A multi-layer templated BPLC filter reflecting multi-wavelength without intermediate dielectric layers was fabricated (
Figure 1a)
[30]. To obtain the template, the glass substrates of the cell were separated, and the polymer-stabilized BPLC film was placed into ethanol to wash out the residual LC, chiral dopant, nonreactive monomers, and the photo-initiator. After laminating the templates of different reflection wavelengths and refilling nematic LCs into the multi-layer template, the BPLCs were reconstructed. The templated-BPLC filter showed a narrow reflection bandwidth (<15 nm), good angular stability, and stable reflection with a temperature shift.
Figure 1. (
a) The fabrication process of the multi-layer templated BPLC filter. Reproduced with permission from Ref.
[30]. MDPI, 2019. (
bi) Flow chart of multiple refilling process. (
bii) Transmittance spectra of templated-BPLC, CLC, and dual-wavelength LC filter. Reproduced with permission from Ref.
[31]. MDPI, 2021. (
ci) Materials used in experiments. (
cii) Transmission spectra of multi-chiral CLC filters with single layer. Reproduced with permission from Ref.
[32]. MDPI, 2021.
Compared to the LC filter with a multi-layer structure, a single-layer structure LC filter could significantly simplify the device structure and streamline the fabrication process. Hence, a multi-wavelength TSLC filter and a bandwidth-tunable CLC filter of a single-layer structure were implemented with a multiple wash-out–refilling process
[31]. By refilling a CLC with a different pitch from that of the target template into a BPLC template, a single-layer LC filter with multi-reflection peaks was obtained (
Figure 1b). By refilling a CLC template with CLCs of adjacent pitch sequentially, a bandwidth-tunable single-layer filter could be realized. The FWHM of the bandwidth-scalable CLC filter could be continuously broadened by 96% when compared with that of the original filter.

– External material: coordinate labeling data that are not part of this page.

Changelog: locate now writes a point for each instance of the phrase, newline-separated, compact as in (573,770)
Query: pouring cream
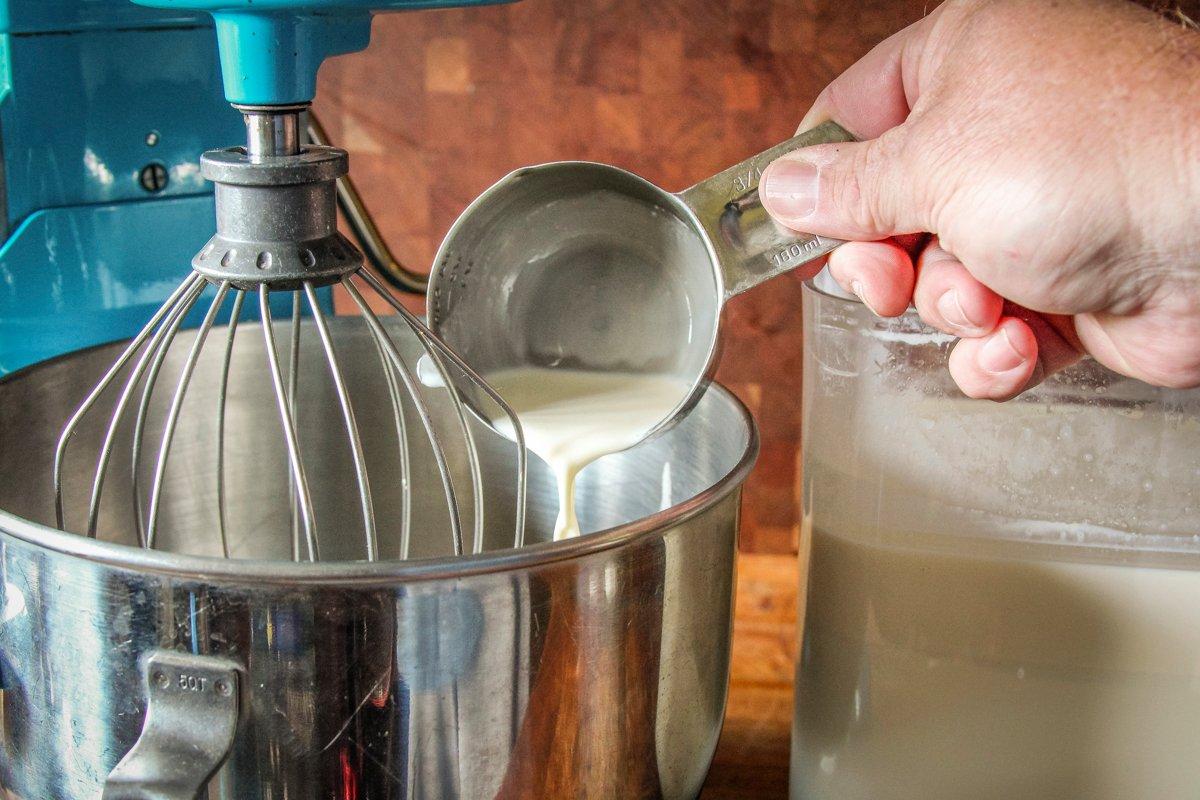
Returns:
(571,417)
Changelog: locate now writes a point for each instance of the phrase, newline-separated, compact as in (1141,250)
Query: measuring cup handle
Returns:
(750,246)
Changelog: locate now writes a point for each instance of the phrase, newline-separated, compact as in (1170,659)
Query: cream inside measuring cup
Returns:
(571,417)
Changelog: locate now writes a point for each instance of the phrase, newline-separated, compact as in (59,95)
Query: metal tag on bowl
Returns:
(191,720)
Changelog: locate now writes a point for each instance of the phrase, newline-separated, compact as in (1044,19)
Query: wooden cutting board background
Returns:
(445,102)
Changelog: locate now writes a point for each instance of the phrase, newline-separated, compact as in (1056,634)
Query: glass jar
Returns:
(1003,600)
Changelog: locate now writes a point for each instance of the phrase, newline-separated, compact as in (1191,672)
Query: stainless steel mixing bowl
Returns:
(588,668)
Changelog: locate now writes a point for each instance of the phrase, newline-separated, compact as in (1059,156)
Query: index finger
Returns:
(877,91)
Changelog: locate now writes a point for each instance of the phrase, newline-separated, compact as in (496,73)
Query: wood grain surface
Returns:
(445,102)
(753,755)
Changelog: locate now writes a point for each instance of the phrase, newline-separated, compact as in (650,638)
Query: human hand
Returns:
(1054,152)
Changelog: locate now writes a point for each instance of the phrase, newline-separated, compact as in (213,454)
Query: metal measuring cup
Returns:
(588,266)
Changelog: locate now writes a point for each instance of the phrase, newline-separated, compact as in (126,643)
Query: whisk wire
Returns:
(162,346)
(222,391)
(421,409)
(106,450)
(105,383)
(288,423)
(177,404)
(406,486)
(293,383)
(352,427)
(433,343)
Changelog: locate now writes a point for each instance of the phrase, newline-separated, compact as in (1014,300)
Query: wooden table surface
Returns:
(753,753)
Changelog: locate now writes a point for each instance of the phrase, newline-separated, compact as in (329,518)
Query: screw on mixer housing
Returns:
(276,202)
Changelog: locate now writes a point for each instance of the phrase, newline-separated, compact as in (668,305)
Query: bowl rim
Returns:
(262,571)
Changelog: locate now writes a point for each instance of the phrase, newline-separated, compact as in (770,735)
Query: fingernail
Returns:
(997,355)
(790,188)
(951,308)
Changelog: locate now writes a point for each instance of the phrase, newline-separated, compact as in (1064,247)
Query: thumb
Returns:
(862,190)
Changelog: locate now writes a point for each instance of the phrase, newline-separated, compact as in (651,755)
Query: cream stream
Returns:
(571,417)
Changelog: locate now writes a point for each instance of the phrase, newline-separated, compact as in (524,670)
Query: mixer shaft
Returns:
(277,232)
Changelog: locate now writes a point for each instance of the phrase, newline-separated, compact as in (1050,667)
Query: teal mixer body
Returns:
(105,109)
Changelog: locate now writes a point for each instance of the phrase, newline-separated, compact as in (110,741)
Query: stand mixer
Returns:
(292,605)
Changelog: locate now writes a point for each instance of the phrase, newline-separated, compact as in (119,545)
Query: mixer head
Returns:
(277,232)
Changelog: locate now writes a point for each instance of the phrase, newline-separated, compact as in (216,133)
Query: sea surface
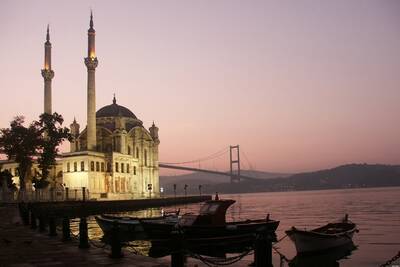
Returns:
(376,211)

To improve the maximum reflectance of a single-layer CLC filter, a high-reflectivity CLC filter reflecting both right- and left-circularly polarized light was proposed
[32]. A filter with hyper-reflectivity was obtained by refilling a left-handed (LH) CLC into a right-handed (RH) CLC template (
Figure 1c). The RH polymer-stabilized CLC precursors consisted of BPH006, R5011, C3M, TMPTA, and IRG184. The refilling LH CLC mixtures comprised BPH006 and S811. The hyper-reflectivity was related to the wavelength consistency. Different from the single-handed LC filter, the multi-chiral LC filter showed hyper-reflectivity due to the coexistence of right- and left-handedness.
A single-layer LC filter, multi-wavelength LC filter, multi-phase LC filter, and multi-chiral LC filter could be realized using the templating technology. The TSLC filter with templating technology featured high flexibility, high reflectivity, a wide tunable range, and good stability. The handedness of the template, the phase of the refilling LCs, and the wash-out–refill process were important factors for achieving a TSLC filter based on the templating technique.
2.2. Temperature Variation
The reflection bands of the filters associated with the helical pitch, order parameter, and refractive indices are related to temperature due to the thermodynamic behavior of the LC molecules
[33][34][35]. The temperature-dependent characteristics of the LC filters cover the central wavelength and Bragg reflection bandwidth. For BPLCs, the temperature dependence of the Kerr constant, which is related to the induced birefringence and pitch length, is of great relevance and of fundamental importance
[36][37].
In order to improve the reflectivity, a polarization-independent tunable optical filter combining LH and RH CLCs as a unit was demonstrated (
Figure 2a)
[38]. The bandwidth of the reflection band decreased as the reflection band of CLC-1 red-shifted with decreasing temperature and that of CLC-2 blue-shifted with increasing temperature. The bandwidth of the high reflectivity CLC filter could be adjusted from 10 to 70 nm, and the central wavelength could vary from 573 to 500 nm with the temperature ranging from 23 to 50 °C.
Figure 2. (
ai) Combination of RH-CLC and LH-CLC. (
aii) Schematic diagram of the experiment setup. (
aiii) Reflection spectra of the filter. Reproduced with permission from Ref.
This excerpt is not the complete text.